I have to handle a huge amount of samples, where each sample contains unique time series. The goal is to feed this data into the Tensorflow LSTM model and predict some features. I have created the tf timeseries_dataset_from_array generator function to feed the data to the TF model, but I haven’t figured out how to create a generator function when I have multiple samples. If I use the usual pipeline, tf timeseries_dataset_from_array overlap the time series of two individual samples.

Does anyone have an idea how to effectively pass a time series of multiple samples to the TF model?

E.g. the Human Activity Recognition Dataset is one such dataset where each person has a separate long, time series, and each user’s time series can be further parsed with the SLIDING/ROLLING WINDOS-like timeseries_dataset_from_array function.

Here is a simpler example:

I want to use timeseries_dataset_from_array to generate samples for the TF model. Example: sample 1 where column 0 has 0, sample 2 starts where column 0 has 100. Here is a simpler example:

I want to get 3D data (samples, timesteps, features) without overlap.For example (6,2,7) Like this:

Here is the sample code:

from tensorflow.keras.preprocessing import timeseries_dataset_from_array
import numpy as np

x = np.array([[0,1,2,3,4,5,6],
              [0,11,12,13,14,15,16],
              [0,21,22,23,24,25,26],
              [0,31,32,33,34,35,36],
              [0,41,42,43,44,45,46]   
              ])

xx = np.concatenate((x, x+100), axis=0)#.reshape(2,5,6)  
    
sequence_length=2
stride=1
rate=1
input_dataset = timeseries_dataset_from_array(xx,
                                              None,
                                              sequence_length,
                                              sequence_stride=stride,
                                              sampling_rate=rate)

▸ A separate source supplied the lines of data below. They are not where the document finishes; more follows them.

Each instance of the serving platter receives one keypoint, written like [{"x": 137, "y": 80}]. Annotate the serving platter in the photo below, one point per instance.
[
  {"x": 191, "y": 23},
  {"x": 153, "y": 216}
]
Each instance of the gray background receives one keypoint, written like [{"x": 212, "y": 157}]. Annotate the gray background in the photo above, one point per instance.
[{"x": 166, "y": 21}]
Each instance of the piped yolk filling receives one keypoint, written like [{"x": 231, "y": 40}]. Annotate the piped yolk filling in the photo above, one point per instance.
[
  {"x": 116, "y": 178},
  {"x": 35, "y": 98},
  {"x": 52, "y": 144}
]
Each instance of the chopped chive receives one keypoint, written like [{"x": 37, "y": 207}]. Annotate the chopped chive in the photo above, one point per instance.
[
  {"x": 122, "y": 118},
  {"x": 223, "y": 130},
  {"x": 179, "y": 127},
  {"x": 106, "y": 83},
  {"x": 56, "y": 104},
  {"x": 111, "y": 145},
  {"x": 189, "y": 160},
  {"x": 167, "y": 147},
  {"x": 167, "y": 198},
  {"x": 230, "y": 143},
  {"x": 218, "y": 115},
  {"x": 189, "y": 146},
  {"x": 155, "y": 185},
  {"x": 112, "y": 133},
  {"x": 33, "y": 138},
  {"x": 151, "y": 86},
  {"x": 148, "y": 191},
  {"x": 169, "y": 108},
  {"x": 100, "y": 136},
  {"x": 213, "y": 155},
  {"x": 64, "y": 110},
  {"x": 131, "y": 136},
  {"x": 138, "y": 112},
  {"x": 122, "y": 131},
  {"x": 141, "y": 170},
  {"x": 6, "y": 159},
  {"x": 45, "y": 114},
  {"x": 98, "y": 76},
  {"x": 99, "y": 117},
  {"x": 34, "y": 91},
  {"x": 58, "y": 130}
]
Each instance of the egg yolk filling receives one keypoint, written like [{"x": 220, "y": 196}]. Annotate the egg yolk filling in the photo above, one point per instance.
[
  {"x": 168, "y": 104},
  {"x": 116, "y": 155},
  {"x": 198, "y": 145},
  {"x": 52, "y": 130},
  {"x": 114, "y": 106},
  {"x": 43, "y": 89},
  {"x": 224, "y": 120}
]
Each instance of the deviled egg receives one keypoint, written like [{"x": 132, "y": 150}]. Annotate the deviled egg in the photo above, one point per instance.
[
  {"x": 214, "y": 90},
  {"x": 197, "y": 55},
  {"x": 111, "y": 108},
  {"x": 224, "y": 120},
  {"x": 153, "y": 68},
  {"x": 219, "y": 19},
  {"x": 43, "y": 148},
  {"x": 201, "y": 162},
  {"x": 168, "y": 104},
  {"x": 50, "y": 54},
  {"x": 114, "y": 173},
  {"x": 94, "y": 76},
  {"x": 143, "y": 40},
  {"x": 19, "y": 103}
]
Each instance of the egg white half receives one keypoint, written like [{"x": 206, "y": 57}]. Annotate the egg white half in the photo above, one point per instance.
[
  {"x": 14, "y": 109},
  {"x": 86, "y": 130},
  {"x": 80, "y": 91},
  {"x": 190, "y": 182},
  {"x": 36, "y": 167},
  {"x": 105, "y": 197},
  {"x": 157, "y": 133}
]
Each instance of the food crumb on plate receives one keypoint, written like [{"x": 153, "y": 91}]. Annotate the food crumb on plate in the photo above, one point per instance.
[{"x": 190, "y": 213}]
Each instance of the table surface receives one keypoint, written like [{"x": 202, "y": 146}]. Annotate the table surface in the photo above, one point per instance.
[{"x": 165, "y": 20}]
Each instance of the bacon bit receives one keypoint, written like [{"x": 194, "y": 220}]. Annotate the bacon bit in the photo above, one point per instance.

x_test = np.concatenate([x for x in input_dataset], axis=0)
1 Like

I have figured out the solution…

### solution ######            
  
# reshape the dataset          
xxx = xx.reshape(2,5,7)  

# create two tensorflow datasets
input_dataset0 = timeseries_dataset_from_array(xxx[0,:,:],
                                                      None,
                                                      sequence_length,
                                                      sequence_stride=stride,
                                                      sampling_rate=rate)
input_dataset1 = timeseries_dataset_from_array(xxx[1,:,:],
                                                      None,
                                                      sequence_length,
                                                      sequence_stride=stride,
                                                      sampling_rate=rate)
# concatenate the two tensorflow datasets
input_dataset = input_dataset0.concatenate(input_dataset1)

x_test = np.concatenate([x for x in input_dataset], axis=0)
1 Like

I’ve been looking for help on this question for a while now, and your solution helped me immensely. Thank you for taking the time to post your solution!